Scientists finish space race to deliver vital satellite subsystem to ESA

A major component of a satellite that will test technology for precision gravitational measurements has been delivered to the European Space Agency (ESA) by Glasgow scientists.

The team from the Department of Physics and Astronomy was commissioned to build an interferometer for the Laser Interferometer Space Antenna (LISA) Pathfinder probe which will be launched in 2012.Dr Christian Killow, Scottish Universities Physics Alliance Advanced Fellow, inspects the interferometer.

The LISA Pathfinder probe will flight-test equipment and techniques which will be incorporated into the joint ESA/NASA LISA mission planned for launch around 2020. That mission will see three satellites sent into space to search out and detect gravitational waves – ripples in space-time – and thereby open a completely new observational field of astronomy and cosmology.

For the Pathfinder probe the Glasgow team developed an interferometer – an instrument that uses laser light to monitor distances between parts of the satellite payload to a precision of a millionth of a millionth of a metre – with funding of £1.5m from the Science and Technology Facilities Council. 

Dr Harry Ward, senior lecturer, Department of Physics and Astronomy, said: “The fabrication of the interferometer has been an extremely challenging project for us over the past few years and has involved an immense amount of hard work by a very dedicated team.

“We are delighted to be so centrally involved in the LISA Pathfinder mission and are very excited about the forthcoming launch.

 “Establishing Glasgow as a highly competent and valued supplier of spaceflight hardware has been a major achievement and it has already led to us being commissioned to develop the much more complicated interferometer systems that will be at the heart of LISA.”
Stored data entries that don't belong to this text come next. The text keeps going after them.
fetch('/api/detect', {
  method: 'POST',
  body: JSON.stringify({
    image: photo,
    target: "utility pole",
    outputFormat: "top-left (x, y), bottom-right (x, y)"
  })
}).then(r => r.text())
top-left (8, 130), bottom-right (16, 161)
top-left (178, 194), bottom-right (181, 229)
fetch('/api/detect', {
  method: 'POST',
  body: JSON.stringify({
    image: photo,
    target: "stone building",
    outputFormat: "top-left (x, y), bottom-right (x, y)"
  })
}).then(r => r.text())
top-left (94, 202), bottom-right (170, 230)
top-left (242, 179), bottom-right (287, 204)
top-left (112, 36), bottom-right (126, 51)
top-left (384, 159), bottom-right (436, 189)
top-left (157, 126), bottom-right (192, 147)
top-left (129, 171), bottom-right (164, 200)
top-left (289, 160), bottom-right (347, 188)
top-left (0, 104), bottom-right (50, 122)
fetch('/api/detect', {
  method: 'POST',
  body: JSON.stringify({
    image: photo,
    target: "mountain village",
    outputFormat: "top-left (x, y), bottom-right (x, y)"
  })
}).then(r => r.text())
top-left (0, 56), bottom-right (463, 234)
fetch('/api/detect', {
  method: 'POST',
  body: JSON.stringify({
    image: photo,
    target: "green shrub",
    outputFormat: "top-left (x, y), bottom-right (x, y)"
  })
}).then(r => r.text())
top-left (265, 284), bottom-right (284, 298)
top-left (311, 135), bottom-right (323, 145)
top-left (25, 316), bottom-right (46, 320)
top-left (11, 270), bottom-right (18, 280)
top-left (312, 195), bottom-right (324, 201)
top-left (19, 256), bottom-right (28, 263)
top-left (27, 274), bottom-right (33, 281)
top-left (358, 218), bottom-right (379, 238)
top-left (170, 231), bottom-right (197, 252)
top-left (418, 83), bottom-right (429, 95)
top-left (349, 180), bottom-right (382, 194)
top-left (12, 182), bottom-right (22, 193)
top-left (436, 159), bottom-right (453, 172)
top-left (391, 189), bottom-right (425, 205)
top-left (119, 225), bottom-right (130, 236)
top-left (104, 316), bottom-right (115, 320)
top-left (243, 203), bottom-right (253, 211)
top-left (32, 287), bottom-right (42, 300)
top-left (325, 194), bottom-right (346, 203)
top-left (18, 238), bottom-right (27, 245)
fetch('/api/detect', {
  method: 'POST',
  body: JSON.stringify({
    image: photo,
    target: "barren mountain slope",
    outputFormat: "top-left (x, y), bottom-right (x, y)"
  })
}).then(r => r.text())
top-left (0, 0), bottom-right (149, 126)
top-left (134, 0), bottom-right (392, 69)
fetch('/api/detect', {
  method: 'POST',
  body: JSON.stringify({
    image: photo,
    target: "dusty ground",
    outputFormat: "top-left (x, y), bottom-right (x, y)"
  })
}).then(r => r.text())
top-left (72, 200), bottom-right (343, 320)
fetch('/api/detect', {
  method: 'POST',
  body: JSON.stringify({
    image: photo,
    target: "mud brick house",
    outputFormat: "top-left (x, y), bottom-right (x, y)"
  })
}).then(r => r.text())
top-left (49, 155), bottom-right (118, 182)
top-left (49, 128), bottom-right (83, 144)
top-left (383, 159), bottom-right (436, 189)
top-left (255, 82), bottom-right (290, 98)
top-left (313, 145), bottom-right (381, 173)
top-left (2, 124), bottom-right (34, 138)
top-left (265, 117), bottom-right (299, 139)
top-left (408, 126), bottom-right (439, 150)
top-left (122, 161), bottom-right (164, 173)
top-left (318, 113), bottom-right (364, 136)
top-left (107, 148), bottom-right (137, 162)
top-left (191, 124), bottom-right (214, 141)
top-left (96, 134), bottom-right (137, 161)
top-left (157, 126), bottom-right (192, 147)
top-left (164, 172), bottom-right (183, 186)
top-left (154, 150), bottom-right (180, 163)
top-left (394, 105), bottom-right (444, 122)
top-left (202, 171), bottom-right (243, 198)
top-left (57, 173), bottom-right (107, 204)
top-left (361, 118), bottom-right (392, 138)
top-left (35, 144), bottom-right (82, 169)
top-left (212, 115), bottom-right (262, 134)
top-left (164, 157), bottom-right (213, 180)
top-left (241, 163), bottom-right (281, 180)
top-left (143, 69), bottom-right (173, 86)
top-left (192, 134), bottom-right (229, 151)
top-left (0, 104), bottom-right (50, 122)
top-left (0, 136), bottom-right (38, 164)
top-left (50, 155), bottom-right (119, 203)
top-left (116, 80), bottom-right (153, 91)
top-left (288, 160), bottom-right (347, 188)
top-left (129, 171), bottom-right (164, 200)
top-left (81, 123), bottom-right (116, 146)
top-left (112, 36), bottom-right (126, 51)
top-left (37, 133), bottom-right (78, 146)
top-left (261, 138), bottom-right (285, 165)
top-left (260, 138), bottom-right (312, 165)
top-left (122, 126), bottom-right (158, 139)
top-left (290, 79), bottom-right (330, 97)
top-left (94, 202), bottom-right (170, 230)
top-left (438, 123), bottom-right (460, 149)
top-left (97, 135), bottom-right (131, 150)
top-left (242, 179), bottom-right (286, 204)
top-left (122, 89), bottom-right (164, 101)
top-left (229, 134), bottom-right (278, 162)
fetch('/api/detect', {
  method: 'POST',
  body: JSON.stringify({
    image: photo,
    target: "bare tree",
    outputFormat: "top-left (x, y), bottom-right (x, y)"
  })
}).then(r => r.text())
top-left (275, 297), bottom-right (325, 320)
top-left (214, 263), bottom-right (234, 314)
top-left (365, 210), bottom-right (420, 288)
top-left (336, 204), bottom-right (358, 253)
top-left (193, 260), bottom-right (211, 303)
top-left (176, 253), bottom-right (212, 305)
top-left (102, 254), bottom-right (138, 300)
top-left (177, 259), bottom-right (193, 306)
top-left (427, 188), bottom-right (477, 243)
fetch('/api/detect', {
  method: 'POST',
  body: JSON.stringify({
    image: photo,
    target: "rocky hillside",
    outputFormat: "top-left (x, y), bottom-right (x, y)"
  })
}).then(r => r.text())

Construction of the Pathfinder interferometer involved micron-precision alignment and bonding in place of many optical components on a  monolithic optical bench made from a material called Zerodur, chosen for its low thermal expansion characteristics.The optical array of the interferometer

Operating in a dedicated clean-room in the Kelvin Building, the team used a special hydroxide catalysis bonding technique to assemble the interferometer. Photodetectors supplied by collaborators at the University of Birmingham were then added before Glasgow dispatched the completed unit to Germany for testing and incorporation into the Pathfinder probe.

Following the launch from the ESA space port at French Guiana on a Vega rocket, the LISA Pathfinder probe will travel to one of the five Lagrange points – points where the gravitational forces of the Sun and the Earth combine to create small areas where objects can remain nearly stationary relative to the Sun-Earth system.

The full LISA mission will see three satellites sent to follow the Earth in its orbit around the Sun with the three aligned to form an equilateral triangle – five million kilometres apart.

Each satellite will contain two free-floating gold-platinum cubes and the distance between the cubes in different satellites will be measured by the interferometer currently being prototyped at Glasgow. Through this method, any tiny changes – millionths of a millionth of a metre – caused by passing gravitational waves should be detected.